从以上分析可以看出,压力波回传会改变来流马赫数,从而影响液滴射流角度,使得燃料掺混不均匀,燃料无法被完全消耗;同时,液态燃料在燃烧之前需要经过破碎蒸发,化学反应区较宽,这也会导致部分燃料难以在较小的空间内充分反应。由此可以推断,燃料不均匀掺混及其不完全燃烧共同促进了未反应气流区的形成。

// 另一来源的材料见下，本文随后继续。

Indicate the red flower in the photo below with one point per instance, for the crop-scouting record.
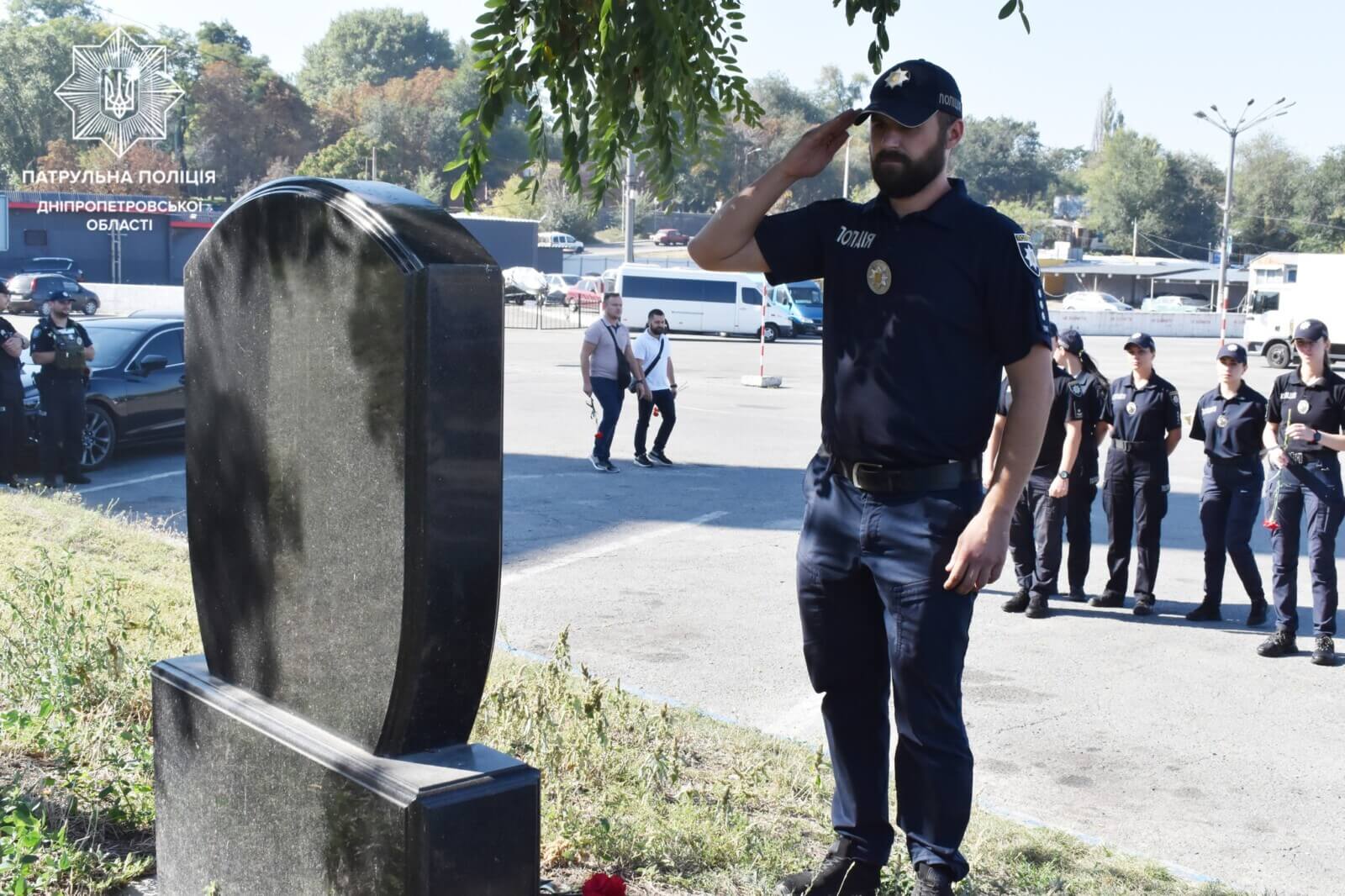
(603, 885)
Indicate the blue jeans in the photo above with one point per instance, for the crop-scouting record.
(609, 396)
(874, 611)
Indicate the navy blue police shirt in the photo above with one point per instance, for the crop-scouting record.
(1318, 407)
(1231, 428)
(923, 311)
(1142, 414)
(1064, 407)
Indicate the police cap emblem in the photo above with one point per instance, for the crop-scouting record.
(880, 276)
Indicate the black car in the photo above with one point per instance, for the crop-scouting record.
(138, 387)
(33, 293)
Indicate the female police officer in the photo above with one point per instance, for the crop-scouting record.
(1145, 420)
(1230, 420)
(1309, 403)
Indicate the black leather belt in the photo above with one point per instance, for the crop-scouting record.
(867, 477)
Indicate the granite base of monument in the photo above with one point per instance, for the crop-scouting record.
(255, 801)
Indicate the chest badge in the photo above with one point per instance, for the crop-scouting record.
(880, 276)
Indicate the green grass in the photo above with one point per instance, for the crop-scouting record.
(672, 801)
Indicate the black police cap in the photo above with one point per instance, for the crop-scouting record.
(911, 92)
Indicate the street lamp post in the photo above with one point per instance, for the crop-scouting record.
(1274, 111)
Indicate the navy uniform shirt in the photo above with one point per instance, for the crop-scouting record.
(923, 311)
(1142, 414)
(1064, 408)
(45, 338)
(1318, 407)
(1231, 428)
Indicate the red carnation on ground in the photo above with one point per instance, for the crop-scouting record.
(603, 885)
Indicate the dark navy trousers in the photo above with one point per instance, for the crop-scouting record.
(1035, 537)
(871, 571)
(1311, 490)
(1230, 502)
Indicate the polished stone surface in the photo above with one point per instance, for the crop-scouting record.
(343, 458)
(261, 802)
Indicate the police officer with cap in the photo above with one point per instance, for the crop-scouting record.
(13, 430)
(1230, 420)
(1145, 419)
(64, 349)
(1306, 416)
(1039, 519)
(898, 535)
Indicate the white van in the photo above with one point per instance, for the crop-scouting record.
(699, 300)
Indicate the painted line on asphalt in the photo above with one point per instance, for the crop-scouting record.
(609, 548)
(132, 482)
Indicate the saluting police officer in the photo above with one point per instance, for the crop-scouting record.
(1040, 515)
(1145, 419)
(898, 537)
(1306, 416)
(1230, 419)
(64, 349)
(1089, 389)
(13, 430)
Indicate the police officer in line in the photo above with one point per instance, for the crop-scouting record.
(64, 349)
(13, 430)
(1230, 419)
(1040, 515)
(898, 535)
(1306, 416)
(1145, 419)
(1089, 389)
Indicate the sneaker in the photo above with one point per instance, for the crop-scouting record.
(1207, 611)
(1017, 603)
(1281, 643)
(932, 880)
(838, 876)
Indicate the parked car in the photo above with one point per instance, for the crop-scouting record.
(562, 241)
(31, 293)
(557, 286)
(1168, 304)
(138, 387)
(54, 266)
(670, 237)
(585, 293)
(1093, 302)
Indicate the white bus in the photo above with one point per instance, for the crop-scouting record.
(699, 300)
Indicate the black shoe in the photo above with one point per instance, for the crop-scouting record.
(838, 876)
(1205, 613)
(1281, 643)
(932, 880)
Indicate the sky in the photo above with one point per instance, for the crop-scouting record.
(1163, 58)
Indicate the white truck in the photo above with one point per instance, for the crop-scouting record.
(1288, 287)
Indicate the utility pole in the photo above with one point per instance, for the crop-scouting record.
(1226, 244)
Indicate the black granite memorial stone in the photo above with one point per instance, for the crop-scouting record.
(343, 495)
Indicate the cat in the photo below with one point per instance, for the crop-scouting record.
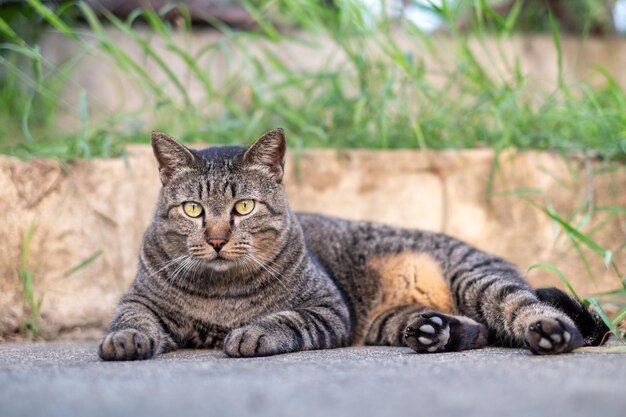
(226, 264)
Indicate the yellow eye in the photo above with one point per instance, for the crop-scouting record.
(192, 209)
(244, 207)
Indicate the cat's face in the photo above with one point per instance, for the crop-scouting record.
(222, 208)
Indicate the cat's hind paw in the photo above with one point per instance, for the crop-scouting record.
(433, 332)
(126, 345)
(551, 336)
(428, 333)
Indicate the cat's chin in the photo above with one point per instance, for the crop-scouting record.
(220, 265)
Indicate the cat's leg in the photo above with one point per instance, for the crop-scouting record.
(135, 333)
(322, 325)
(491, 291)
(425, 330)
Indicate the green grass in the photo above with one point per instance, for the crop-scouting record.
(380, 96)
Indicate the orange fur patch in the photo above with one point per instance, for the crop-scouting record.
(411, 277)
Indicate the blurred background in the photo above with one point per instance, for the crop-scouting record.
(532, 91)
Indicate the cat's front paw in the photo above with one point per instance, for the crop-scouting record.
(550, 336)
(126, 345)
(256, 340)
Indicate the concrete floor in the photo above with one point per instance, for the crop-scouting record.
(67, 379)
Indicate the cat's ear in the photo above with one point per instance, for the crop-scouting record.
(171, 156)
(268, 153)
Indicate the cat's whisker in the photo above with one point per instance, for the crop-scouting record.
(168, 263)
(181, 267)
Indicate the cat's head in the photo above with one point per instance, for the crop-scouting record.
(222, 208)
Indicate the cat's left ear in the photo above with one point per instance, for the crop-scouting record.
(268, 153)
(172, 156)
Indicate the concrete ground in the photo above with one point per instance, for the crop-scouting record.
(67, 379)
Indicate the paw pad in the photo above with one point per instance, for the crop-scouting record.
(427, 333)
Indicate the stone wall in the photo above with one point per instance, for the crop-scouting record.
(103, 206)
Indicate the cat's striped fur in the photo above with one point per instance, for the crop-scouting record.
(284, 282)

图14给出了684 μs≤t≤712 μs不同时刻下RDC内壁面爆轰波的压力云图。从图14中可以看出,在t=684 μs时,未反应气流区已经基本形成;由于未反应气流区存在大量未燃反应物,其可在t=688 μs时被点燃形成局部爆炸点,并且随后爆炸点沿轴向发展成为轴向爆轰波2和3;然后轴向爆轰波2和3分别与爆轰波1和斜激波对撞,爆轰波3传播的方向由于缺乏可燃气体支撑,在对撞后很快熄灭,燃烧室中只存在爆轰波1和轴向爆轰波2;随着轴向爆轰波2不断向上游传播,爆轰波1不断被压缩,所占比重逐渐降低,最终在燃烧室中只存在轴向爆轰波2。此外,在轴向爆轰波2发展的同时,原未反应气流区中的燃料被消耗,并逐渐消失。燃料填充区内的新鲜燃料继续向三叉点附近聚集,当燃料聚集到一定程度时,流场局部温度和压力出现明显下降,形成新的未反应气流区,如图14(h)所示,未反应气流区形成时间的平均周期为28 μs。由此可以看出,未反应气流区的周期性起爆是两相爆轰波能够自持传播的重要原因。

图14 不同时刻的压力云图

3 结论

1) 在爆轰波的形成过程中,存在多次爆轰波与压力波之间的对撞,在该过程中压力波逐渐消失,爆轰波以单波模态传播。

2) 在爆轰波自持传播过程中,燃料的不均匀掺混以及液态燃料的不完全燃烧促进了未反应气流区的形成,未反应气流区的周期性起爆是两相旋转爆轰波能够自持传播的重要原因。

3) 在旋转爆轰燃烧室中获得了自持传播的两相旋转爆轰波,模拟结果为两相旋转爆轰发动机的发展提供了理论支撑。